Hi everybody, I am a novice in SAS, and this is the first time I post my question on our forum, so I am using SAS EG at this moment. My data is simply transposed already as below:
The first column is the label of the companies (character type) (I have around 10,000 companies sorted ascendingly), the second column is about the date (ddmmyyyy9.) (daily data from 1/11987 to 31/12/2019),
and the third column is a numeric variable named "return index" (R)accordingly.
My purpose is to set the variable"R" as missing if (1 + Ri,d) * (1+ Ri,d-1) less than 50% and at least either Ri,d or Ri,d-1 is greater than 100% while Ri,d is the return of stock i (column Type) on day d (column date)

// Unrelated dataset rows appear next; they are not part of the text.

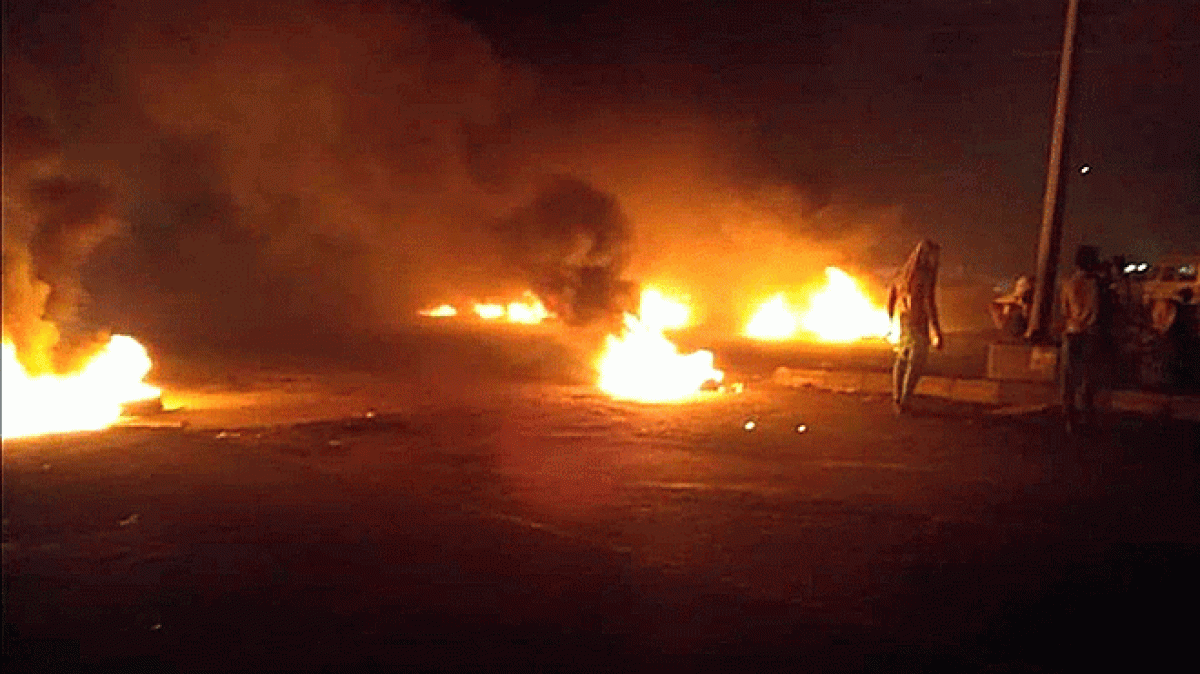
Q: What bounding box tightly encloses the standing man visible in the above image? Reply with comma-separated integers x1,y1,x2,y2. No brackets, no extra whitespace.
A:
888,239,943,414
1058,246,1104,433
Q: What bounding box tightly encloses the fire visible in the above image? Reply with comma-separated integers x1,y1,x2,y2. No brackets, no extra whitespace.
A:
416,305,458,318
596,289,725,402
506,293,550,325
745,266,890,342
0,335,161,438
416,290,554,325
800,266,890,342
474,305,504,320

I am wondering if you can help me to solve this problem or give a hint to deal with it by using SAS (version 9.4) or SAS EG(version 8.2- 64 bit) (my preference).
Type Date R
131712 01JAN1987 .
131712 02JAN1987 .
131712 05JAN1987 .
131712 06JAN1987 .
131712 07JAN1987 .
.
.
131712 31DEC2019 67
28829X 01JAN1987 89.5
28829X 02JAN1987 89.7
28829X 02JAN1987 90.66
28829X 02JAN1987 91.34
.
.
28829X 31DEC2019 85
.
Many thanks and cheers.
data want;
set have;
by type;
array _date(11712) _temporary_;
array _r(11712) _temporary_;
retain _date: _r: start;
if first.type then do;
call missing(of _date1-_date11712);
call missing(of _r1-_r11712);
start = 0;
end;
start = start+1;
_date[start]=date;
_r[start] = r;
if last.date then do;
do i = 1 to start;
if i > 1 then do;
if _r[i]*_r[i-1] <= 50 and (_r[i] > 100 or _r[i-1] > 100) then do;
r=.;
date = _date[i];
output;
end;
else do;
r=_r[i];
date = _date[i];
output;
end;
end;
else do;
r=_r[i];
date = _date[i];
output;
end;
end;
end;
run;
Sorry, it is my faults about the format and data:
- daily data from 1/1/1987 instead of 1/111987
- And the data is fixed as below (I changed the dates of companies 28829X)
Type Date R
131712 01JAN1987 .
131712 02JAN1987 .
131712 05JAN1987 .
131712 06JAN1987 .
131712 07JAN1987 .
.
.
131712 31DEC2019 67
28829X 01JAN1987 89.5
28829X 02JAN1987 89.7
28829X 05JAN1987 90.66
28829X 06JAN1987 91.34
.
.
From my point of view, I thought that I may set up a new column R_1 that equal to Ri.d-1* Ri,d, then I will set missing if R_1 is less than 50% and (Ri,d or Ri,d-1 less than 100%).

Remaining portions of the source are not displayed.